Eneas Comiche já foi Presidente do Conselho Municipal da Cidade de Maputo, por 5 anos. A sua candidatura para um novo mandato foi barrada por “interesses internos” do partido Frelimo, tendo sido substituído na gestão dos destinos municipais por uma administração infame de David Simango, também do mesmo partido, durante quase 10 anos. Hoje em dia, já com 79 anos de idade, Eneas Comiche é, estranha e surpreendentemente, a aposta desesperada do partido Frelimo para ser, novamente e sob proposta de “interesses internos”, Presidente do Conselho Municipal da Cidade de Maputo. A única aposta, num universo inqualificável de quadros do referido partido… Um cidadão com a vida já a navegar nas algozes e irreversíveis águas da senilidade!
A “escolha” (uns falam de “imposição” e outros tantos de “nomeação”) de Eneas Comiche tem estado a ser motivo, tanto dentro como fora da Frelimo, não só de chacota pública como também de massiva indignação, descontentamento, contestação e até de rebeldia (com a candidatura “independente” de Samora Machel Júnior, destacado membro do mesmo partido). A opinião pública moçambicana, sobretudo a urbana, mais jovem e informada, questiona, legitimamente, a pertinência da “escolha” de um ancião, já na terceira idade, para eventualmente dirigir os destinos futuros de um Município com uma larga maioria da sua população abaixo dos 35 anos (com idade quase 3 vezes menos do que os 79 anos de Eneas Comiche).
Dentro dessas vozes, muitas se levantam contra a eterna captura e concentração de poder (executivo, legislativo e judicial) nas mãos de uma geração específica de pessoas (associadas ao partido Frelimo) e por quase toda a história de Moçambique independente, que já dura 43 anos. Essas vozes denunciam a injustiça crónica de serem as mesmas pessoas a ocupar um conjunto concreto de cargos públicos (deputados, edis, ministros, juízes, procuradores, governadores, PCA´s) alternando ciclicamente apenas entre eles. Eneas Comiche é um deles e um exemplo paradigmático. Essa corrente crescente de vozes críticas hoje se insurge, perguntando: dos cerca de 28 milhões de habitantes que Moçambique possui, por que é que apenas algumas centenas é que podem ser governantes ao mais alto nível? E, se mais de metade dessa população tem menos de 35 anos, por que é que apenas anciãos da geração a que pertence Eneas Comiche é que são naturalmente elegíveis e quase nenhum jovem o pode ser?

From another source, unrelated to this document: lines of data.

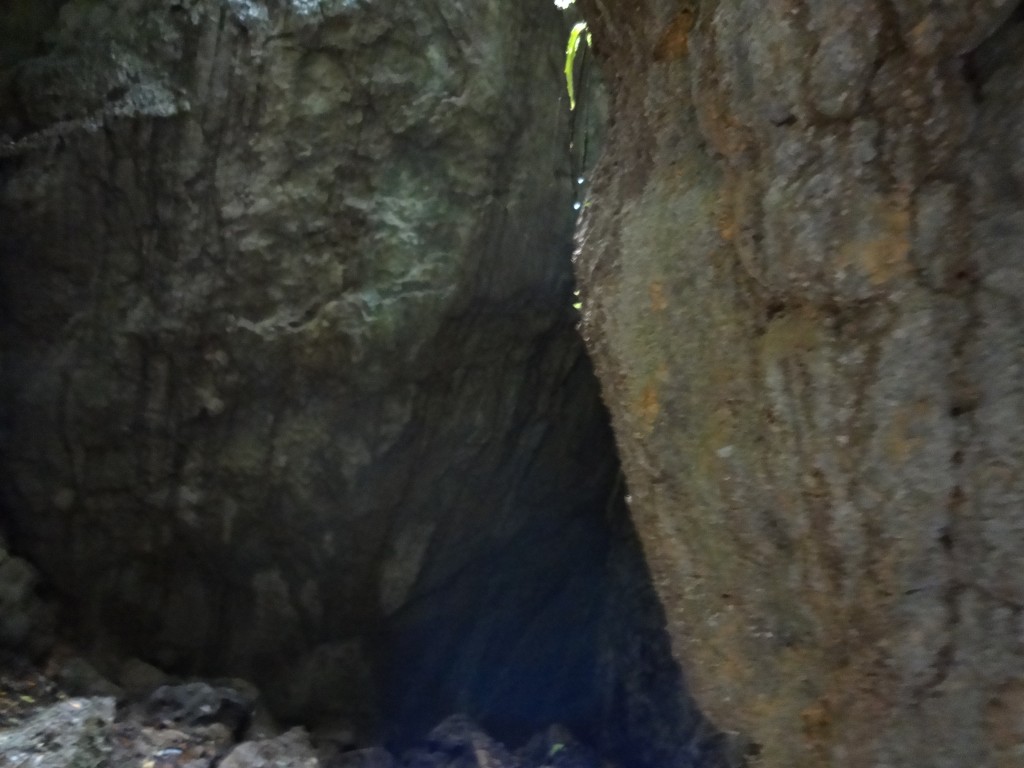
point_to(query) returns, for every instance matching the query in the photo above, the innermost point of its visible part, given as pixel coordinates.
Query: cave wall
(291, 383)
(802, 280)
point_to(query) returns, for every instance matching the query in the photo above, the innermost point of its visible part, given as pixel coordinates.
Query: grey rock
(289, 354)
(801, 278)
(373, 757)
(70, 734)
(290, 750)
(27, 622)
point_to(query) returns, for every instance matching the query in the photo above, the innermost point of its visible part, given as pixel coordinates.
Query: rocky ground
(59, 711)
(152, 721)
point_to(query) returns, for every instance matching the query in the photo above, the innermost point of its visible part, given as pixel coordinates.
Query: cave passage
(293, 389)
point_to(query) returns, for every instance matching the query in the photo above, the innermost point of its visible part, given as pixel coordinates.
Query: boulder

Na história da humanidade, foram sempre os jovens que estiveram na vanguarda dos processos evolutivos das sociedades em que se encontravam inseridos. Aliás, essa mesma tradição ocorreu em Moçambique, aquando da luta de libertação colonial. Foram os jovens daquele tempo que libertaram o país. Então, por que raios de água não podem (ou não devem, para ser mais preciso) os jovens de hoje também dirigir e ajudar a desenvolver uma cidade como a de Maputo? Uma cidade que precisa de sangue, suor e ideias novas para os seus enormes desafios também do presente… O que terá um velhote como o Eneas Comiche de tão especial que mereça ser insubstituível?
Eneas Comiche é, sem sombra de dúvidas, a personificação de um estilo de liderança que tem estado a atrasar África. Eneas Comiche é o exemplo infeliz que caracteriza historicamente as lideranças africanas: um conjunto de velhotes que acham que “foram escolhidos por Deus para governar eternamente”, custe o que custar. Ele faz parte de um paradigma de liderança onde as gerações mais novas são sempre subalternizadas, combatidas e exterminadas. Eneas Comiche é de uma escola de tiranos que cultiva e promove a eterna e inquestionável submissão das suas bases, que sufoca toda a oposição construtiva dentro do seu próprio partido e que governa apenas em função do que o selecto grupo de que faz parte deseja que o país seja.
Hoje não espanta a ninguém, com o exemplo da indicação obrigatória do velho Comiche para ser o cabeça-de-lista da Frelimo para as eleições autárquicas em Maputo, que o espaço dentro desse partido que aparentemente era de esperança, de liberdade e de cultura democrática, demonstra-se ser hoje um espaço de opressão, de terror e de medo… O que espanta mesmo é testemunhar todo um viveiro de jovens vibrantes, brilhantes e com potencial que ali militam a serem esterilizados, silenciados e ridicularizados por uma associação de velhos senis com prazo de validade há muito expirado para as dinâmicas políticas actuais do país. Pior ainda, ver outros tantos jovens a defender estas lógicas incongruentes e a combater os jovens que decidem ser eles mesmos os senhores dos seus próprios destinos, longe da instrumentalização facínora dos “jovens de 79 anos” que Eneas Comiche é triste representante.